6.7 million, or 17%, of adults aged 65 and older are isolated (www.Connect2Affect.org). There are two components of isolation – social isolation and loneliness. Social isolation is the lack of connection with other people, one’s community, and resources and supports. Loneliness is the feeling of being isolated and alone.
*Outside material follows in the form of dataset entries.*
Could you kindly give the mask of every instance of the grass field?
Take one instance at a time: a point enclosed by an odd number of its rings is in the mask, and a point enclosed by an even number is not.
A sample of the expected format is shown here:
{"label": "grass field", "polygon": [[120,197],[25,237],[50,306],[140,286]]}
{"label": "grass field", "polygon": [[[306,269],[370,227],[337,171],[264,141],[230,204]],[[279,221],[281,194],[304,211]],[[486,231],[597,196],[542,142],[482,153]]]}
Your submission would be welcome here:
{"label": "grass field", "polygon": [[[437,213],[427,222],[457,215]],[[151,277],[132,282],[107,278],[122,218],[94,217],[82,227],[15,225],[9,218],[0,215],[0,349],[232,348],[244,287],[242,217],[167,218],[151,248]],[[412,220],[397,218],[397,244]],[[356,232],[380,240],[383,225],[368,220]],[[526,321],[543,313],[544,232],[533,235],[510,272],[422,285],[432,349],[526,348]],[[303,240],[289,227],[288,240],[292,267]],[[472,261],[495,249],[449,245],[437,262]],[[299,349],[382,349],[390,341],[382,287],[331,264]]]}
Loneliness is feeling alone whereas isolation is being alone.
Many Factors Can Increase Risk of Isolation
- Living alone
- Mobility challenges
- Chronic illnesses and disabilities
- Transportation barriers
- Limited social support systems
- Living in unsafe, inaccessible or rural communities
- Low income and limited financial resources
- Cognitive and mental health challenges
- Language barriers
- Age, racial, ethnic, sexual orientation and/or gender identity barriers
- Caregiving for someone with a serious condition
Source: AARP Foundation, May 2012. Framework for Isolation in Adults Over 50
Social Isolation is a Serious Health Issue
- Growing evidence shows that isolation is a major health issue like diabetes or obesity and negatively impacts the health and wellbeing of seniors.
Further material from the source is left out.